Interview by Nina Posner
Eris Drew + Octo Octa

“Seeing the power of your partner move everybody is really incredible,” Maya Bouldry-Morrison, aka Octo Octa, tells us over Skype. “I never knew anyone who communicated what I felt so deeply in dance music.” She turns to her partner Eris Drew. “You gave me the language I was searching for.”

“When you express that to me…” Eris begins, smiling; “that validation means the world.” The couple (who, in Eris’ words, aim to “create magic in the context of a community dance ritual”) have an outstanding knack for uniting mind, body and spirit on the dancefloor, spreading their message with everything from vocal house to progressive trance to joyous DJ tools. Dancers are encouraged and supported to connect with and honour the truest versions of themselves.

“It’s about freedom,” says Maya. “Not just sexual freedom,” Eris elaborates, “but also expressive freedom, and the freedom to celebrate love.” It’s hard to believe that T4T LUV NRG, their back-to-back party with safer spaces policies and gender neutral bathrooms, which only started at the beginning of 2019, has now blossomed into a series of events and performances all over the world — including at Unsound, Dekmantel, and a particularly charged Boiler Room in Melbourne —that will continue into 2020. In June they launched a label under the same name to release “limited edition alchemical objects,” including Maya’s esteemed album ‘Resonant Body’ and Eris’s ‘Raving Disco Breaks Vol 1’ mixtape, with more to come from old friends, new discoveries, and themselves.

It may sound like an exaggeration, but see it for yourself: there have never been two DJs more suited to play alongside each other than Eris and Maya. A b2b set is always revelatory for both the DJs and their audience. At Sugar Mountain in Melbourne, for example, the sheer bliss between the pair was palpable. No matter who was behind the decks, both were constantly dancing, only pausing occasionally to kiss. When they dropped an especially jacking record early on (the upbeat ‘Let Me Tell You’ by Wildchild), Maya could be seen behind Eris, marching along and mouthing the hook. “You were playing [that record], but [now] I keep grabbing it,” says Eris. “I’m more than happy to let you drop it first,” Maya grins.

Both accomplished vinyl DJs, they work the mixer with an enthusiastic concentration, often favouring long, gradual blends so that the sense of ecstasy is that much more tangible when a track finally switches over. Their recent releases might suggest that Maya brings the warm house sound while Eris is more inclined to ravey breakbeat, but the duo will typically have a few of the same records in their bags. Who plays them shifts from set to set. “It’s a deeply collaborative process, and having someone who has such a similar taste in music is really wonderful,” says Maya. Eris nods: “we give each other a lot of permission, in a sense, to be ourselves.”

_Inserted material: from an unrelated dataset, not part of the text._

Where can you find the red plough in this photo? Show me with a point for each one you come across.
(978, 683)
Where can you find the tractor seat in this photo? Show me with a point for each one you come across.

Their nine-week autumn tour has allowed a special type of connection to build between the pair, while partner Brooke “held things down at home – they’re our hero!”. “We play in Scotland, then we go and take that energy to play in Sydney… there have been moments where you absolutely cracked me open,” says Eris; “where the synchronicities are crazy and it’s opened my heart completely.”

“Same!” Maya responds. “Like, my brain’s ablaze and I’m only hearing what you’re playing.”

One October night at Glasgow’s Shoot Your Shot, Maya cued her mixes so Opus III’s ‘Hand In Hand (Looking for Sweet Inspiration)’ would play right as Eris returned behind the decks. When she did, the couple embraced, and the crowd cheered. “I truly believe in those moments – everybody’s feeling what we’re feeling,” says Maya.

“That song is so beautiful; it’s about being hand in hand together,” Eris says. “So hell yeah, I ran back from that bathroom!”